What brought you to Costa Rica as a graduate student?
TW: Costa Rica is a magnet for science students interested in tropical ecosystems with its exotic forests, beaches, and volcanoes. OTS has an international reputation as a serious place to study ecology in the wild along side leading scientists in tropical biology. I was fascinated by the stories of the diversity which you could experience in just one day at an OTS field station…and I was certainly never disappointed during my studies.
What brought you back to Costa Rica four decades later?
TW: It was the combination of the raw beauty of Papagayo and the promise of a Four Seasons hotel, served with easy daily nonstops from where we live. Our family fell in love with all of it: the people, the animals, the golf, the surfing, the gym, the beaches, and the nature. By the second trip it was clear that we wanted to spend a lot of time here and explore all of it.

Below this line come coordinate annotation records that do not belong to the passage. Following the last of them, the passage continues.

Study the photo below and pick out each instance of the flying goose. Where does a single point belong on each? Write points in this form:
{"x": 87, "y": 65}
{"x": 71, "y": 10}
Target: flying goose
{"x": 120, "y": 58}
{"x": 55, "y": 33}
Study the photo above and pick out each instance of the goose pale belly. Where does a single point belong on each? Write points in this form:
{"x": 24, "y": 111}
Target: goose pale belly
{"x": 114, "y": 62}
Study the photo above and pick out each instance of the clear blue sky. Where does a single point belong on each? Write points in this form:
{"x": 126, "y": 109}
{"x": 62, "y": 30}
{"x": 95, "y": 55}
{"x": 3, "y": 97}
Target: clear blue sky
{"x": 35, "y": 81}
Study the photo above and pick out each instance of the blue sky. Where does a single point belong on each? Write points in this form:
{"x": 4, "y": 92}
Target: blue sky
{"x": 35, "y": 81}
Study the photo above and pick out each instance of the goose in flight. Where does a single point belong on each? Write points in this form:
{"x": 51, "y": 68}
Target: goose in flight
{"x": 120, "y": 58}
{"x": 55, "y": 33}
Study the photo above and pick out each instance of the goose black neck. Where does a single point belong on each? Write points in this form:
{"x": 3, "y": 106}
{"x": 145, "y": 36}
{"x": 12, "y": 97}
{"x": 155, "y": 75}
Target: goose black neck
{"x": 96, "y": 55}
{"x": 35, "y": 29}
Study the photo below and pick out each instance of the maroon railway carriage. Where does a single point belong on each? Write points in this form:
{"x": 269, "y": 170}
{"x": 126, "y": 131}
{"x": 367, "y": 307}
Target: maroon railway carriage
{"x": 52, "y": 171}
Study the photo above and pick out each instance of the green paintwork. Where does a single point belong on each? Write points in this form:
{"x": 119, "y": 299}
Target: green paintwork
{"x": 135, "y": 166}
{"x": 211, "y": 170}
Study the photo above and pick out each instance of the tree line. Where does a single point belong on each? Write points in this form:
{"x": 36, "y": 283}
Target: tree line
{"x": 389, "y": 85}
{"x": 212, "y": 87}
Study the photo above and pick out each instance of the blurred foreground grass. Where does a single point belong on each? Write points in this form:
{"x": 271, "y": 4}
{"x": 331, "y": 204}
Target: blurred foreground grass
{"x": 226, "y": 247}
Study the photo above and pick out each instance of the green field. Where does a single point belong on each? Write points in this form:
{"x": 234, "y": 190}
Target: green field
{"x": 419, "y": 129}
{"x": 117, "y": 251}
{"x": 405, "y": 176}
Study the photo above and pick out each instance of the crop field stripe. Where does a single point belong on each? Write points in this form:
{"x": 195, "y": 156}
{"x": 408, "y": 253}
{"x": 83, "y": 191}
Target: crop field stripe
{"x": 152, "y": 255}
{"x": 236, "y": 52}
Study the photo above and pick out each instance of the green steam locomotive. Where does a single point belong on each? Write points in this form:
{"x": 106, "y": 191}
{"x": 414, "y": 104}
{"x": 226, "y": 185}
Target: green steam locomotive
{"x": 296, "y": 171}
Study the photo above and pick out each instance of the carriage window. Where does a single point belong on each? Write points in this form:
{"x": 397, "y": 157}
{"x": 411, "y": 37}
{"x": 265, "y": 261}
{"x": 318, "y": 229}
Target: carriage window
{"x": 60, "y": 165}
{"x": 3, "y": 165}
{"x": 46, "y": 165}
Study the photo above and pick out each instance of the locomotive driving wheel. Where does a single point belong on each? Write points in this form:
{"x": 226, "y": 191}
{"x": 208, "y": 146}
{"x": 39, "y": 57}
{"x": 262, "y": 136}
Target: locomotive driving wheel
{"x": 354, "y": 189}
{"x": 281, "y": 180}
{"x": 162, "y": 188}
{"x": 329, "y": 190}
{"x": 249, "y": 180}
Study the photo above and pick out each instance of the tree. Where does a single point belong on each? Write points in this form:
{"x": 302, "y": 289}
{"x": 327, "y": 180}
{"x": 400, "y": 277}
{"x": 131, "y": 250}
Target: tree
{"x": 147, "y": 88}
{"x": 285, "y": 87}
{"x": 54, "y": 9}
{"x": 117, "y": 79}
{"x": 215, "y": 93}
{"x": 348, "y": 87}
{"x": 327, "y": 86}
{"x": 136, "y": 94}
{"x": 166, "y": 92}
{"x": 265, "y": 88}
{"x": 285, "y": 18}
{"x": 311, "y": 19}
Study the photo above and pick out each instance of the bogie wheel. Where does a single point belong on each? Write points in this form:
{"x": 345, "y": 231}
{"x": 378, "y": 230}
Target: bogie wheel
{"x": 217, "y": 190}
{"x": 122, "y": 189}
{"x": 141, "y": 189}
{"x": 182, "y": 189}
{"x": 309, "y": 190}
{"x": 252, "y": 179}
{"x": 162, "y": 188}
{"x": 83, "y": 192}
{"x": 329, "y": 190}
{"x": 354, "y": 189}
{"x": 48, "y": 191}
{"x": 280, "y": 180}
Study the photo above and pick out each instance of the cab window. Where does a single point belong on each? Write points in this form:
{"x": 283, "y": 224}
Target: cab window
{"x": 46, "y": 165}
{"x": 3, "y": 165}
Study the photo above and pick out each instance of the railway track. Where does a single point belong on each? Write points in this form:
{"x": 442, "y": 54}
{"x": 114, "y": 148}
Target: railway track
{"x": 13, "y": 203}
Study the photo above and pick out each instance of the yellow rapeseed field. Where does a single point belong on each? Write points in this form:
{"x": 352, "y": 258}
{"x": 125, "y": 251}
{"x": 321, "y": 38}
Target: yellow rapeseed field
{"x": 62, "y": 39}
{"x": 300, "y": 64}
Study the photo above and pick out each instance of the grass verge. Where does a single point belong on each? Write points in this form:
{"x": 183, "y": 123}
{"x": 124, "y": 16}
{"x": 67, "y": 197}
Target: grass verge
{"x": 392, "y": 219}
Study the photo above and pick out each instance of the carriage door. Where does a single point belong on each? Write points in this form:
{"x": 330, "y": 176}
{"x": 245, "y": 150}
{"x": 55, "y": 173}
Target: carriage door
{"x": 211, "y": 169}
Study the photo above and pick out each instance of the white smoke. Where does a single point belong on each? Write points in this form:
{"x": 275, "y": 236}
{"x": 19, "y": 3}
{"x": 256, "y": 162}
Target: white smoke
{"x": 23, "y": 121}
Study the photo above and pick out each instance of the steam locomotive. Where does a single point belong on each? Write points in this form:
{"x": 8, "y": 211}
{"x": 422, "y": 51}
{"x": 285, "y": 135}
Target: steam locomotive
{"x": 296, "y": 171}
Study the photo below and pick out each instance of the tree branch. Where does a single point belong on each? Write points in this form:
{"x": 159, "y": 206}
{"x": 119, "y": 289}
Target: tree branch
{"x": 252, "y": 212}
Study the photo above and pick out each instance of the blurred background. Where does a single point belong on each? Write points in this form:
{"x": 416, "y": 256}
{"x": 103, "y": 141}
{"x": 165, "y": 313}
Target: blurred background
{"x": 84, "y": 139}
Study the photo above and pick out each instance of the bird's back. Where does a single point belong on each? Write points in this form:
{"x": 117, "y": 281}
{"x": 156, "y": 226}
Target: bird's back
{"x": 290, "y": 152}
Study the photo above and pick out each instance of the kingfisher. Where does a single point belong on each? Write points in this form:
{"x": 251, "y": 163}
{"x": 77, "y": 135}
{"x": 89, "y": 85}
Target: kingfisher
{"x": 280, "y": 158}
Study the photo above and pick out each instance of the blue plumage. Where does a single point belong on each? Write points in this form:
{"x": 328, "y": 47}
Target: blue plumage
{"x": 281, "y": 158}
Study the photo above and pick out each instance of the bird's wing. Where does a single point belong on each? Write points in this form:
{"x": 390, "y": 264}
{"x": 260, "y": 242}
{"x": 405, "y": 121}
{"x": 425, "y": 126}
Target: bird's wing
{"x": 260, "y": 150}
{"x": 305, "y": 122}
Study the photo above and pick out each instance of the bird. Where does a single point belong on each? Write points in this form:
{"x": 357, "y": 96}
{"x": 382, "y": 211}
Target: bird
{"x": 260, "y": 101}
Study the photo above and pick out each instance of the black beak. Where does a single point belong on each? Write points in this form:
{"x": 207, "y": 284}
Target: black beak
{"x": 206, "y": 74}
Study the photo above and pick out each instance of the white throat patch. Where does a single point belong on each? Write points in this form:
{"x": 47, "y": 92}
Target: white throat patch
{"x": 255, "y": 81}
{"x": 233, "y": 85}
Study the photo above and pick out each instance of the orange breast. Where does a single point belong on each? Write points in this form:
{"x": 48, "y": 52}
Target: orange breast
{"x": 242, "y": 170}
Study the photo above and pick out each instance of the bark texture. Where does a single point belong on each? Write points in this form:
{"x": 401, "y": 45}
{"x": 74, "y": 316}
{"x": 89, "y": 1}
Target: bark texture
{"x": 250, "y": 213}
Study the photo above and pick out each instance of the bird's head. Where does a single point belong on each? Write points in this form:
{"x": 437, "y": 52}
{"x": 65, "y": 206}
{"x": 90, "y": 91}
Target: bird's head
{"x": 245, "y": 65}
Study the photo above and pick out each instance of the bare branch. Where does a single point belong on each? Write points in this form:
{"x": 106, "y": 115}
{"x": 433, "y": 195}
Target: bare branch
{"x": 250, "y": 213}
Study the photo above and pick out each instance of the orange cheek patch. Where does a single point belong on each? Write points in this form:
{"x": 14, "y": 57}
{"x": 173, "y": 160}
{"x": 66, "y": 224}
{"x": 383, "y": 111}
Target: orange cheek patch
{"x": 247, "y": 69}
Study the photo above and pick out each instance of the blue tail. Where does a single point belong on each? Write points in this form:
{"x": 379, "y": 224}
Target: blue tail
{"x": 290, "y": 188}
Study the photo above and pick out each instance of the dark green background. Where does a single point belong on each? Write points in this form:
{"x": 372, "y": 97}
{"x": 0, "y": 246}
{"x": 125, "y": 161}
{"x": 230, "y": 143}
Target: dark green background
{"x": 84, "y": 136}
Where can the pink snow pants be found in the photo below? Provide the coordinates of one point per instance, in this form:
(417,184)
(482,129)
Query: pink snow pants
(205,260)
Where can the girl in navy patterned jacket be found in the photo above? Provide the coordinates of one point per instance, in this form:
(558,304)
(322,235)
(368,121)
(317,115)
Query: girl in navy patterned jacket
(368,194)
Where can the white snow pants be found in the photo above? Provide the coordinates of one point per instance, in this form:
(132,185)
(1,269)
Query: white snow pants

You and Martha recently led an expedition to Palo Verde Biological Station. What was your purpose?
TW: Palo Verde is so wild and its fragile existence so endangered that we wanted to share it now with our friends on the peninsula. Just 90 minutes from our front door at Papagayo is this critical watershed that hosts thousands and thousands of migratory birds from North America and a host of other extraordinary species that hover there for the dry season. If you time it right, you can experience a zillion birds flying at sunset over ponds teeming with fish and crocodiles. I wanted our friends to become aware of the crisis of this important region and meet the scientists who call it home.